C’est le délai qui s’accomplit inexorablement jusqu’à son terme, sans que vous ne puissiez faire obstacle à son déroulement, à compter du jour où il a commencé à courir. Pour qualifier un délai, de délai préfix il faut rechercher l’intention du législateur, et notamment si son dessein a été de stabiliser rapidement et définitivement des droits et obligations soumis à extinction.

Généralement, le délai « préfix » est bref (au maximum deux ans) et établi en raison d’un but d’intérêt général. La Cour de cassation a une attitude très restrictive à cet égard, elle ne caractérise un délai de préfix que dans des cas exceptionnels. Cela s’explique par le fait que le délai préfix n’est pas très avantageux pour celui qui agit.

III. CONDITION DE RECEVABILITE DE L’ACTION EN JUSTICE TENANT A L’OBJET DU LITIGE

Le plaideur ne peut pas agir lorsqu’il y a eu autorité de la chose jugée. En effet, lorsqu’une demande a déjà fait l’objet d’une décision de justice, elle ne doit pas, en principe, et réserve faite de l’exercice des voies de recours, être soumise à nouveau à une juridiction.

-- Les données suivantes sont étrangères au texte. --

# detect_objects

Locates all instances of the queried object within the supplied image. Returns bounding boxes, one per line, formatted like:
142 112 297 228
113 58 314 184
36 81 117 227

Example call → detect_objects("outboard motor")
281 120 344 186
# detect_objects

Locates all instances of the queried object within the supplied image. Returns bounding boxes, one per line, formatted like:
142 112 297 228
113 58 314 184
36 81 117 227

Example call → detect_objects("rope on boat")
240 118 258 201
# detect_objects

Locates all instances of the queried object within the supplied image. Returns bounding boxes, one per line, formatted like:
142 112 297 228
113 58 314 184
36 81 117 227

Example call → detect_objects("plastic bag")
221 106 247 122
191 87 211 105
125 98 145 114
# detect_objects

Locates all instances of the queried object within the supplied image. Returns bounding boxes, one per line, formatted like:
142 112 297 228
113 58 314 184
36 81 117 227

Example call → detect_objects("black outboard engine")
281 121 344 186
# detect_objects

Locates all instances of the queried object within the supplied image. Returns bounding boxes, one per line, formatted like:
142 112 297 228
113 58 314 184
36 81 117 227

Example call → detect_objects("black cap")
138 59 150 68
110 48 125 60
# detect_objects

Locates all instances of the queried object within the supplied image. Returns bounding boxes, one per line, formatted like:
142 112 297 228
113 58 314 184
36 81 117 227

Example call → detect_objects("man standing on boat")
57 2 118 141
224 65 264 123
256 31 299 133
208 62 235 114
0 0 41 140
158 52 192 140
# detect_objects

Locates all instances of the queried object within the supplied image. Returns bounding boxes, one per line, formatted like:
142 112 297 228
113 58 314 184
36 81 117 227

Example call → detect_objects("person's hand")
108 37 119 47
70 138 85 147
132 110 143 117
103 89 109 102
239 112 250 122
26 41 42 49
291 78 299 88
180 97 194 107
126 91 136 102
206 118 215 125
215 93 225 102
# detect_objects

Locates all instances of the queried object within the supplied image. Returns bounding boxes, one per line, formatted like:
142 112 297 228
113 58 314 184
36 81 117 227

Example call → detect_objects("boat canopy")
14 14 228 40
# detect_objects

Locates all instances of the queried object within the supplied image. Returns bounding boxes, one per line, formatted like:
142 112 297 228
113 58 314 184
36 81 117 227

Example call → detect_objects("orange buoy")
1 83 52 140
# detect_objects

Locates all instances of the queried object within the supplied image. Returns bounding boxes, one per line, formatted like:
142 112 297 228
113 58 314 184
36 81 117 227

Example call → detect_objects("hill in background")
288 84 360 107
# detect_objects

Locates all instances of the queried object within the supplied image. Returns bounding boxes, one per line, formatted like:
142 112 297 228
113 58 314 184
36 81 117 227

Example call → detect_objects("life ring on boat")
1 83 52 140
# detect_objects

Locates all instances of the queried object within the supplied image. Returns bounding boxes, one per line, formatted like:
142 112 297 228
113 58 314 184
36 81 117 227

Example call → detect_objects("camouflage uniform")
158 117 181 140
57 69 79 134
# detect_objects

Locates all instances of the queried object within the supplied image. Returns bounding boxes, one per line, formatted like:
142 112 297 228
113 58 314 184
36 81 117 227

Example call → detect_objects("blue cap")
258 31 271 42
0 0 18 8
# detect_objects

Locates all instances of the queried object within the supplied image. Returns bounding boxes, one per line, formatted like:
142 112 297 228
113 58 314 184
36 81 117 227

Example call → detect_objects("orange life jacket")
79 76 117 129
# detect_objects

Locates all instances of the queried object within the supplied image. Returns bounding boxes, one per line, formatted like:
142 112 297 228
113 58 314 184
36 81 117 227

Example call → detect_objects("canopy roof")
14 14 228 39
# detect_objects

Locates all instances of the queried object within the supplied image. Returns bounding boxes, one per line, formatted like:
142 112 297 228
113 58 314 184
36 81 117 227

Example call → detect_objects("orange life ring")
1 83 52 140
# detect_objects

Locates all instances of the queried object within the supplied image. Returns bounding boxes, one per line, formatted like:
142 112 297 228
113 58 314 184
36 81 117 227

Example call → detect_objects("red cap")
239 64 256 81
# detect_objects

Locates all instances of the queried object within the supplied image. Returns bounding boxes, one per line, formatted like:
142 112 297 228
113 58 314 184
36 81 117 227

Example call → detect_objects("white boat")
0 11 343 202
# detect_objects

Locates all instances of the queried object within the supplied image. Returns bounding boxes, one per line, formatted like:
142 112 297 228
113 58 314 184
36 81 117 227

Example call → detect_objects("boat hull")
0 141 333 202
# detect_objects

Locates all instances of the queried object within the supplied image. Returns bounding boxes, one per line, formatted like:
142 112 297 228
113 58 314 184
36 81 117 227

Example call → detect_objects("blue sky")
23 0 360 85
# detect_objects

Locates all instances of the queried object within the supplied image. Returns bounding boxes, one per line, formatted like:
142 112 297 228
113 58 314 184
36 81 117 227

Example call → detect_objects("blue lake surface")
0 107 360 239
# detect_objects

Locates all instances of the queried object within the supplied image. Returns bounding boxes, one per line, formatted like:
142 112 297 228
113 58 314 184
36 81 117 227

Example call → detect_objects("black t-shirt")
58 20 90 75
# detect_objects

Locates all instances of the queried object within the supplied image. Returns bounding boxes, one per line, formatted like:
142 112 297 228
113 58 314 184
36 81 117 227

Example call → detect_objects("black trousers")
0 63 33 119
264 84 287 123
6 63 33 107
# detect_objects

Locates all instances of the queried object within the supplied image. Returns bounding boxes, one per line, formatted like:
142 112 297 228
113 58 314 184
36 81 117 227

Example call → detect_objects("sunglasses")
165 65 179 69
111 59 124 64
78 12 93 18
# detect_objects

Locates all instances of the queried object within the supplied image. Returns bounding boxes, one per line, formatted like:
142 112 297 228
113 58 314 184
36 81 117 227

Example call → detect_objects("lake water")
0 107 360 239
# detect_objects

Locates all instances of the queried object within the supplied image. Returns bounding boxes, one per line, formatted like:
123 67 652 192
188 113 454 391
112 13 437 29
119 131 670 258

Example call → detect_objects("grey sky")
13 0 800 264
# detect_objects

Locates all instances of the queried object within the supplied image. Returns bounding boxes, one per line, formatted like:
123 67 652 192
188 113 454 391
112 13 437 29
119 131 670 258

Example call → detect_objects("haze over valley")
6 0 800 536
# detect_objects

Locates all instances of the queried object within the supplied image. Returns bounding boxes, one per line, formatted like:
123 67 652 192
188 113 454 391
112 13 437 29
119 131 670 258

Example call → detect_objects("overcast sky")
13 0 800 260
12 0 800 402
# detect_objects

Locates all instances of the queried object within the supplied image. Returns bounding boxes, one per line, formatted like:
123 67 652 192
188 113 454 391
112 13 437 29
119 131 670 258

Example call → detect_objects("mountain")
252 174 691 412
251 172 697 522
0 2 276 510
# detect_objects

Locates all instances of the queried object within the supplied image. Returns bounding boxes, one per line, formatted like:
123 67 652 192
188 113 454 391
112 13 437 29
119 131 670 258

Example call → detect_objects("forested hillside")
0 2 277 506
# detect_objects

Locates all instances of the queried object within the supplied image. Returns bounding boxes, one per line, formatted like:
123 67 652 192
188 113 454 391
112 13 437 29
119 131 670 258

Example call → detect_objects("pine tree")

Pour cela il faut qu’il y ait identité des parties agissant en les mêmes qualités, identité d’objet et de cause. L’autorité de la chose jugée est relative et absolue. Elle est le plus souvent relative en droit privé et dans certaines formes du contentieux administratif. En revanche, l’autorité absolue de chaque chose jugée s’attache aux jugements pénaux et à certains jugements administratifs.

En procédure civile, les jugements constitutifs par exemple (divorce, règlement judiciaire) ont une autorité absolue. Il en va de même pour les jugements rendus en matière de nationalité. La chose jugée fait obstacle à toute nouvelle action. Quant aux tiers, si l’on voulait se prévaloir à leur encontre d’une décision à laquelle ils sont demeurés étrangers, ils s’abriteraient derrière la relativité de la chose jugée.